Tyco International Ltd. is a global, diversified company that provides vital products and services to customers in five business segments: Fire & Security, Electronics, Healthcare, Engineered Products & Services, and Plastics & Adhesives. With 2004 revenue of $40 billion, Tyco employs approximately 250,000 people worldwide. More information on Tyco can be found at www.tyco.com.


As a major business segment of Tyco International Ltd., Tyco Healthcare manufactures, distributes and services an extensive product line including disposable medical supplies, monitoring equipment, innovative wound closure products, advanced surgical devices, medical instruments and bulk analgesic pharmaceuticals. With industry-leading brand names such as Autosuture, Kendall, Mallinckrodt, Nellcor, Puritan Bennett, Syneture and Valleylab, Tyco Healthcare products are found in virtually every healthcare setting. More information can be found at www.tycohealthcare.com.

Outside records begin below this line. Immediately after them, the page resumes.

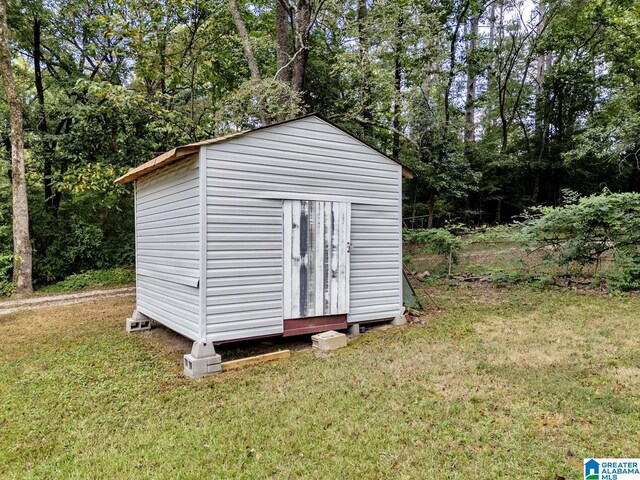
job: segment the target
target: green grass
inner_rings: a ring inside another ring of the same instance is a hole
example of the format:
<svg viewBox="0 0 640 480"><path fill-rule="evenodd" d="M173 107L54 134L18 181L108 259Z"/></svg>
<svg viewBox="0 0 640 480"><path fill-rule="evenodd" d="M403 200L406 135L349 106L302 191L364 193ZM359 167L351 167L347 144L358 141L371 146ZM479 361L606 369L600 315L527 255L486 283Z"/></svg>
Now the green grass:
<svg viewBox="0 0 640 480"><path fill-rule="evenodd" d="M186 342L124 333L130 300L0 317L0 477L553 480L637 454L637 298L433 294L426 327L197 381Z"/></svg>
<svg viewBox="0 0 640 480"><path fill-rule="evenodd" d="M47 293L73 292L87 288L127 285L135 281L136 272L133 268L116 267L76 273L60 282L38 288L38 291Z"/></svg>

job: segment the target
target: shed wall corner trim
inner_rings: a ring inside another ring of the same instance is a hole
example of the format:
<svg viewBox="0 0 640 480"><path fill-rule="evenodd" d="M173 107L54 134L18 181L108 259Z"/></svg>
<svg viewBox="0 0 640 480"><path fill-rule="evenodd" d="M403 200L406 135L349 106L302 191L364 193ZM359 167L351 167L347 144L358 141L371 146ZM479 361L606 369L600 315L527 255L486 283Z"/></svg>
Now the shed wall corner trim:
<svg viewBox="0 0 640 480"><path fill-rule="evenodd" d="M207 341L207 149L198 156L200 201L200 341Z"/></svg>

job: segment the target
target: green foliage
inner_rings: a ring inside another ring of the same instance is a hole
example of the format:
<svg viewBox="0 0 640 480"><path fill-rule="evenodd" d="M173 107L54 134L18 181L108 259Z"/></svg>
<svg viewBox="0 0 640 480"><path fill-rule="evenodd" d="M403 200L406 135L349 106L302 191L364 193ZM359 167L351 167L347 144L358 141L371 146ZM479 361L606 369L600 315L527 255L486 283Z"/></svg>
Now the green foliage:
<svg viewBox="0 0 640 480"><path fill-rule="evenodd" d="M88 270L74 273L60 282L47 285L39 289L43 292L72 292L86 288L114 287L127 285L136 281L136 274L132 268L108 268L104 270Z"/></svg>
<svg viewBox="0 0 640 480"><path fill-rule="evenodd" d="M458 261L458 256L462 249L460 238L444 228L405 230L403 239L408 243L424 245L427 251L442 255L445 258L451 255L454 262Z"/></svg>
<svg viewBox="0 0 640 480"><path fill-rule="evenodd" d="M640 252L637 247L616 253L613 268L607 274L610 290L640 290Z"/></svg>
<svg viewBox="0 0 640 480"><path fill-rule="evenodd" d="M594 263L605 252L640 245L640 194L605 192L540 208L523 234L530 247L544 248L560 264Z"/></svg>

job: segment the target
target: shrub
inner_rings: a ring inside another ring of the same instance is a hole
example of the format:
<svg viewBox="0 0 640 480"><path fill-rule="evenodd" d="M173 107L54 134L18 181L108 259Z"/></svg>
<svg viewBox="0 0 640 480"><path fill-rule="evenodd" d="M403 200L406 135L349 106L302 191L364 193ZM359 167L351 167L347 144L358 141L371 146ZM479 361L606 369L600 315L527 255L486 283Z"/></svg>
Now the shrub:
<svg viewBox="0 0 640 480"><path fill-rule="evenodd" d="M561 207L543 207L525 223L524 240L559 264L587 265L608 251L640 244L640 194L605 192Z"/></svg>
<svg viewBox="0 0 640 480"><path fill-rule="evenodd" d="M136 274L132 268L109 268L89 270L69 275L64 280L41 289L44 292L70 292L91 287L111 287L135 282Z"/></svg>

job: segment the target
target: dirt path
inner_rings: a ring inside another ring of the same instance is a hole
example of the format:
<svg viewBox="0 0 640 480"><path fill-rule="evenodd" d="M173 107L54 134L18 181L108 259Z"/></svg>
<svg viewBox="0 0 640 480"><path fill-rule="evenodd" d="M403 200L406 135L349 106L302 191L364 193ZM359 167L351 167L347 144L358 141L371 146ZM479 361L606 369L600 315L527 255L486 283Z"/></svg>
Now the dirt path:
<svg viewBox="0 0 640 480"><path fill-rule="evenodd" d="M136 288L131 286L5 300L0 302L0 316L57 305L73 305L75 303L92 302L94 300L102 300L103 298L128 297L135 295L135 293Z"/></svg>

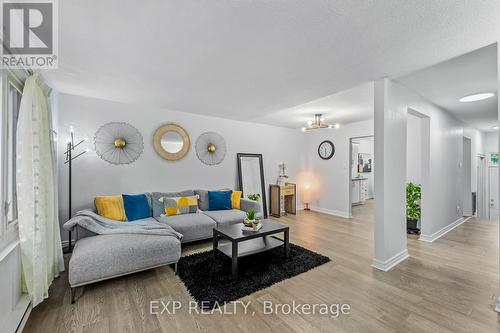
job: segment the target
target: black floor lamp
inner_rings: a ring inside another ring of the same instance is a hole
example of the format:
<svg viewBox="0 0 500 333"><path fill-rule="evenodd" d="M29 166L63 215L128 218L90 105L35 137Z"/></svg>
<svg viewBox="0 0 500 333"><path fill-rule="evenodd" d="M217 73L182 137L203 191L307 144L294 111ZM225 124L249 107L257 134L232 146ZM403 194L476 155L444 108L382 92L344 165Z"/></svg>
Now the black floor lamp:
<svg viewBox="0 0 500 333"><path fill-rule="evenodd" d="M85 154L88 149L85 149L79 153L76 153L74 155L74 150L80 146L82 143L86 142L88 138L83 138L81 141L75 144L75 128L74 126L69 127L69 138L68 142L66 143L66 151L64 152L64 164L68 165L68 220L71 219L72 217L72 210L71 210L71 164L74 159L82 156ZM68 231L68 251L66 253L71 252L71 230Z"/></svg>

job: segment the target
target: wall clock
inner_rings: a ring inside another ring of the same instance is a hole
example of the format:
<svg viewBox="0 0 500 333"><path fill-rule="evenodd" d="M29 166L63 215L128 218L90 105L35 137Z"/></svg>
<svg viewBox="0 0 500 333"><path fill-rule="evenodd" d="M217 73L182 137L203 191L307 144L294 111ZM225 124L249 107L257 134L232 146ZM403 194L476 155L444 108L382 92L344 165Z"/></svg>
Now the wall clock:
<svg viewBox="0 0 500 333"><path fill-rule="evenodd" d="M324 160L329 160L335 154L335 146L333 142L325 140L318 146L318 155Z"/></svg>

This release may contain certain "forward-looking statements" within the meaning of the United States Private Securities Litigation Reform Act of 1995. These statements are based on management's current expectations and are subject to risks, uncertainty and changes in circumstances, which may cause actual results, performance or achievements to differ materially from anticipated results, performance or achievements. All statements contained herein that are not clearly historical in nature are forward-looking and the words "anticipate," "believe," "expect," "estimate," "plan," and similar expressions are generally intended to identify forward-looking statements. The forward-looking statements in this release include statements addressing the following subjects: future financial condition and operating results. Economic, business, competitive and/or regulatory factors affecting Tyco's businesses are examples of factors, among others, that could cause actual results to differ materially from those described in the forward-looking statements. Tyco is under no obligation to (and expressly disclaims any such obligation to) update or alter its forward-looking statements whether as a result of new information, future events or otherwise. More detailed information about these and other factors is set forth in Tyco's Annual Report on Form 10-K for the fiscal year ended Sept. 30, 2004, and Quarterly Report on Form 10-Q for the quarterly period ended April 1, 2005.